0x4007 commented 1 year ago

What if on issue view, we make /ask use perplexity? This could make sense because issue should be more research focused (refining the specification.) Given the limited context window, we can pass in the specification, and the sender comment only.

On the pull request review, we should use GPT-4 (with code interpreter?) so that we can pass in the diff, the conversation, and it can suggest direct code adjustments.

Perplexity Pros:

Perplexity has fast and high quality results from searching the internet.
It seems to be optimized specifically for asking questions, whereas ChatGPT has specializations including calculations and working with code.

GPT-4 Pros:

Large context length, which means we can include the entire conversation as context.

I'm using the free version of perplexity so I only have used the perplexity model. It seems to work quite well.

Keyrxng commented 1 year ago

I hear what you are saying Pav and I think until they up the context limit our hands are tied.

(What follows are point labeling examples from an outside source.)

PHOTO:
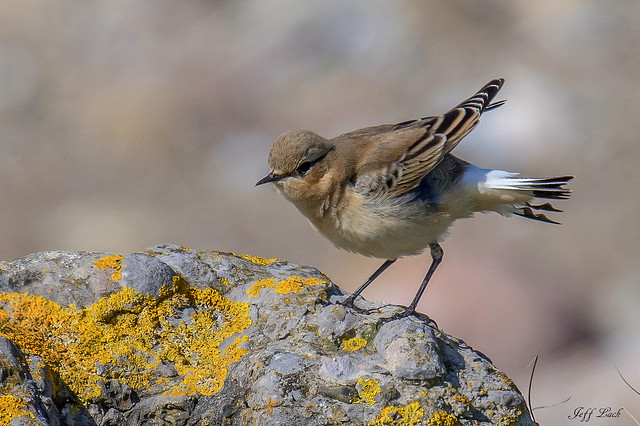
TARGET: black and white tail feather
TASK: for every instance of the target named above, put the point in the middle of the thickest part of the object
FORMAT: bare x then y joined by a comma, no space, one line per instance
543,188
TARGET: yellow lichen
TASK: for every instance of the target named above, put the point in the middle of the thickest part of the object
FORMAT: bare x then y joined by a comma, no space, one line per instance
256,288
111,262
408,415
369,389
12,407
442,418
294,284
257,259
354,344
126,335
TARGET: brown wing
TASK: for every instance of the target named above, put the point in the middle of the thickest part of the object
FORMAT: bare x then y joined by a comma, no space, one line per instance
439,135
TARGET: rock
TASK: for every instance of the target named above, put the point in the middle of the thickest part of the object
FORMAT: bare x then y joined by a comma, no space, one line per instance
176,336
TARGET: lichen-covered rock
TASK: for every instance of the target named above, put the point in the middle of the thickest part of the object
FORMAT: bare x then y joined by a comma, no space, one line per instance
176,336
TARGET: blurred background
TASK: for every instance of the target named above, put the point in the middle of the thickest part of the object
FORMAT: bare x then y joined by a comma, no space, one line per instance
129,124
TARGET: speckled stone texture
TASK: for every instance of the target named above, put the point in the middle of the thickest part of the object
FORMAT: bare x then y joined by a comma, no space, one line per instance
177,336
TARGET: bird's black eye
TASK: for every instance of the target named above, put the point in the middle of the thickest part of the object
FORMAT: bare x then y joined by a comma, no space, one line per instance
304,167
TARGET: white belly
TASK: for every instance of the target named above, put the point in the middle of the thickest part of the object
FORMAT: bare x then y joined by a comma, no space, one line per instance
386,230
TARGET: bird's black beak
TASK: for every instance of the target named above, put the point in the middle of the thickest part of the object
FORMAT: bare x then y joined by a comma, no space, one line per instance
271,177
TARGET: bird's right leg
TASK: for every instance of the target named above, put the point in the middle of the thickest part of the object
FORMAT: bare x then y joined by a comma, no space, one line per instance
349,301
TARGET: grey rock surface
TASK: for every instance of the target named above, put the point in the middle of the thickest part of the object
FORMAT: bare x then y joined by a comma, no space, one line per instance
177,336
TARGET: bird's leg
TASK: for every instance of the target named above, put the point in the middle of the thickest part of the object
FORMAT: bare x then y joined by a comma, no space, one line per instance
350,300
436,255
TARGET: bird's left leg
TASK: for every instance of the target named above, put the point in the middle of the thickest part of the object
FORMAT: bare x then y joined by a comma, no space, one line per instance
436,255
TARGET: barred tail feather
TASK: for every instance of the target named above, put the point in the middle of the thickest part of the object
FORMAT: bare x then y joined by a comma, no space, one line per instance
517,193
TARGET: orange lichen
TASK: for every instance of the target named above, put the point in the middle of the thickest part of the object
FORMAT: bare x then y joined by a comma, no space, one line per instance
126,335
442,418
12,407
368,389
354,344
408,415
294,284
111,262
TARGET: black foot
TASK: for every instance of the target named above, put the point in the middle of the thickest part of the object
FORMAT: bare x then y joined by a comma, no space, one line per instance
407,312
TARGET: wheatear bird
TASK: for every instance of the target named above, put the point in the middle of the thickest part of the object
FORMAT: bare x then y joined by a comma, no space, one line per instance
393,190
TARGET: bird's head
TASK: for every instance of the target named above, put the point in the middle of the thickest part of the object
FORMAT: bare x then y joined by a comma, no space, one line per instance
297,164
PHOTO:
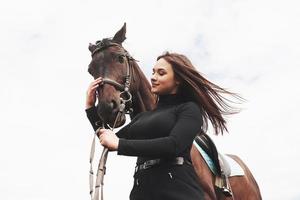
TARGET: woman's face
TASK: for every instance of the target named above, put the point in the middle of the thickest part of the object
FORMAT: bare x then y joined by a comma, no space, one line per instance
163,78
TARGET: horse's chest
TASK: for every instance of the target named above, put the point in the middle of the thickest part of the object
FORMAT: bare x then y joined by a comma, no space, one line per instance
154,124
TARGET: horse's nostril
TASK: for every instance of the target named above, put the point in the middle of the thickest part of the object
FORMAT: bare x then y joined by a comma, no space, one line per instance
113,104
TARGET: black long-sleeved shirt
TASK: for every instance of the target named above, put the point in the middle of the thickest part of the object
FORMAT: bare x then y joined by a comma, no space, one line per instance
165,132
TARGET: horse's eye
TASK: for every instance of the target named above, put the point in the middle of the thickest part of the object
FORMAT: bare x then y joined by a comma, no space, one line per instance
120,59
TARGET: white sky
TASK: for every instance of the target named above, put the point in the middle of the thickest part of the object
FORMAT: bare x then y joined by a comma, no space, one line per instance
250,47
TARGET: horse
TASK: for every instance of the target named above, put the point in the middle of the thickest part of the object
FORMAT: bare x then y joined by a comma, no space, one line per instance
126,88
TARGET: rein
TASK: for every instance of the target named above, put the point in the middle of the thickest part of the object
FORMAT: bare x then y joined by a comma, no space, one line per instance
125,99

Review currently doesn't care about linked and conversation etc

Ask does consider all of the linked context as well as the current issue context which in my demos with miniscule issues, convos and prs it was eating up 4k tokens like it was nothing. The original scope of ask was that it would take as much context as possible to be able to provide better responses for research/issue brainstorming/planning.

What I had tried was just replaced the askGPT core api call and replaced it with perplexity, also swapped out the gptContextCall for perp but couldn't get any decent responses due to context window and formatting

I think GPT3.5 will perform better with the additional context than perp with the reduced context window but an improved model. Soon as that 16k window hits I think switching it out would be the best idea, although pricing adds a matter of perplexity to the AI feature suite. We'd need to allow for a switch of sorts so that if no perp API KEY is provided but an OpenAI one is then we use the right model

I took the 7 day free trial for the annual plan and done a bit of playing around myself, pretty good i must say.

GPT-4 (with code interpreter?)

Isn't code interpreter just a python plugin custom text splitter/parser?

I'm using the free version of perplexity so I only have used the perplexity model.

From what I gathered, I think they are using Mistral as their main model

0x4007 commented 1 year ago

I hear what you are saying Pav and I think until they up the context limit our hands are tied.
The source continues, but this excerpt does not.